More on the Existence and Uniqueness of the solutions of an SDE Proof

Question

An extract from the proof of the existence and uniqueness of the solution of a SDE from Oksendal. I cannot see how holders inequality and the ito isometry are applied.

Answer 1

The estimate by Fatou's lemma says that

$$ Y^{(n)}_t(\omega) \rightarrow X_t(\omega) $$

in $L^2(\Omega \times [0, T])$.

Since $\sigma(t,x)$ is Lipschitz in $x$,

$$ \sigma(t, Y^{(n)}_t(\omega)) \rightarrow \sigma(t, X_t(\omega)) $$

in $L^2(\Omega \times [0, T])$ also.

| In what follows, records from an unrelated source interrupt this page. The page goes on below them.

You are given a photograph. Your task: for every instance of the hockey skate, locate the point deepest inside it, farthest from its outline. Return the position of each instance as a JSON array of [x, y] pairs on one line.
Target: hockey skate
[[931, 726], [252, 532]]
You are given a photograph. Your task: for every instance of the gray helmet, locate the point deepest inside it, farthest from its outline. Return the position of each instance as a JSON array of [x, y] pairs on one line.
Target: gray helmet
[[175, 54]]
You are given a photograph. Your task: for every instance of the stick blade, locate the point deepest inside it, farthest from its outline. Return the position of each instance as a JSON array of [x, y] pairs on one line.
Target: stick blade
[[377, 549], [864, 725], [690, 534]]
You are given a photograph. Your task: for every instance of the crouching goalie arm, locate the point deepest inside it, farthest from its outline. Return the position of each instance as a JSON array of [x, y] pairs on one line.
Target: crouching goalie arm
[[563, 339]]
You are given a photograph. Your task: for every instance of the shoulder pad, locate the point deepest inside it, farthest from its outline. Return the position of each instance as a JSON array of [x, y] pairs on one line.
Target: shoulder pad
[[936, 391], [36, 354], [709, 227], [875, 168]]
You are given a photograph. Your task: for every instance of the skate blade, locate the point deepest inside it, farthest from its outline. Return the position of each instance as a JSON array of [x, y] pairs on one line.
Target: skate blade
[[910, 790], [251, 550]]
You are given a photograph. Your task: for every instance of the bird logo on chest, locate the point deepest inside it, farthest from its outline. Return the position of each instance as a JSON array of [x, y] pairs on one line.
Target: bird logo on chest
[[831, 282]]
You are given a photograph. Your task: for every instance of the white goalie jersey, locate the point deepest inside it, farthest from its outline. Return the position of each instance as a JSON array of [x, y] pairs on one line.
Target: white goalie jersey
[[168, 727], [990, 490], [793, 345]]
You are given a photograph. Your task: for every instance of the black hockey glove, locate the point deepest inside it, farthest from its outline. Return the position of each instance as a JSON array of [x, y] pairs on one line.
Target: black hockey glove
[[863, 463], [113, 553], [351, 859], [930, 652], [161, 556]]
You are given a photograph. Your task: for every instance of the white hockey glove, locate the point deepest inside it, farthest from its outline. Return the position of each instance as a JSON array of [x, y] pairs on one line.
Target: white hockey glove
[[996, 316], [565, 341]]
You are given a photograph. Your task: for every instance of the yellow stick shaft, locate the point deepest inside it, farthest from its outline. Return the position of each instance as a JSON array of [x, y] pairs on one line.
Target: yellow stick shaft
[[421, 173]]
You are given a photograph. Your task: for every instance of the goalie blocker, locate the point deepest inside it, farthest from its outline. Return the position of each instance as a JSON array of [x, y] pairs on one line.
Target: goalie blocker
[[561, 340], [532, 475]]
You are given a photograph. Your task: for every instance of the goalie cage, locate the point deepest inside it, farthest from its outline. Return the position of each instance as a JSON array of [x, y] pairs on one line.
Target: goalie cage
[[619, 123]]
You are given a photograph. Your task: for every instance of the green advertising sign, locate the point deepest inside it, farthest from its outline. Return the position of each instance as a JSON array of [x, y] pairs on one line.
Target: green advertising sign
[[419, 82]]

So Ito isometry tells you that

$$ \int_0 ^t \sigma(s, Y^{(n)}_s(\omega)) dB_s \rightarrow \int_0 ^t \sigma(s, X_s(\omega))dB_s $$

in $L^2(\Omega)$.

The second claim about the path-wise Lebesgue integral is similar: it follows from Holder inequality that on a finite measure space ($\Omega \times [0, T]$ in this case), $L^1$-norm is bounded by $L^2$-norm. This shows convergence in $L^1(\Omega)$.